In his new memoir, Tony Blair says no:
One of the most ludicrous caricatures of George is that he was a dumb idiot who stumbled into the presidency. No one stumbles into that job, and the history of American presidential campaigns is littered with the corpses of those who were supposed to be brilliant but who nonetheless failed because brilliance is not enough. [...]
To succeed in US politics, of that of the UK, you have to be more than clever. You have to be able to connect and you have to be able to articulate that connection in plain language. The plainness of the language then leads people to look past the brainpower involved. Reagan was clever. Thatcher was clever. And sometimes the very plainness touches something else: a simplicity that is the product of a decisive nature.
Despite my unabashed love for jokes that make fun of President Bush's intelligence, I never thought he was a dumb man. Blair is right; genuinely stupid people don't go far in American politics, and no one just stumbles into the presidency of the United States.
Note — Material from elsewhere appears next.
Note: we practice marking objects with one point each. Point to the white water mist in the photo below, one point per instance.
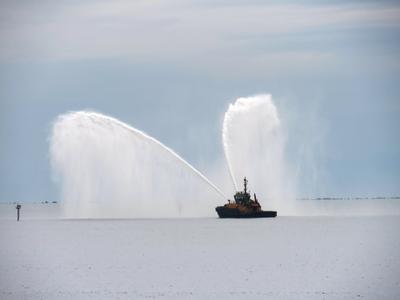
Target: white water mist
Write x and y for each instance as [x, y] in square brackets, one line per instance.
[254, 146]
[109, 169]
Jonathan Bernstein made this point a few months ago, but it's a good one, and worth repeating; decades from now, when the history of the Bush administration has been written, we'll find that George W. Bush suffered from passivity, indifference and incompetence, not stupidity or ignorance. As Bernstein notes, the president's main job is to avoid policy disasters, since policy disasters for the nation are political disasters for the president, and capable presidents are most skilled at avoiding political disasters. Yes, Bush was regularly criticized for his politicized White House, but when it comes down to it, he lacked the political skills it takes to successfully manage the presidency. Bush failed for other reasons too, but a big part of it was that he simply wasn't a very good politician.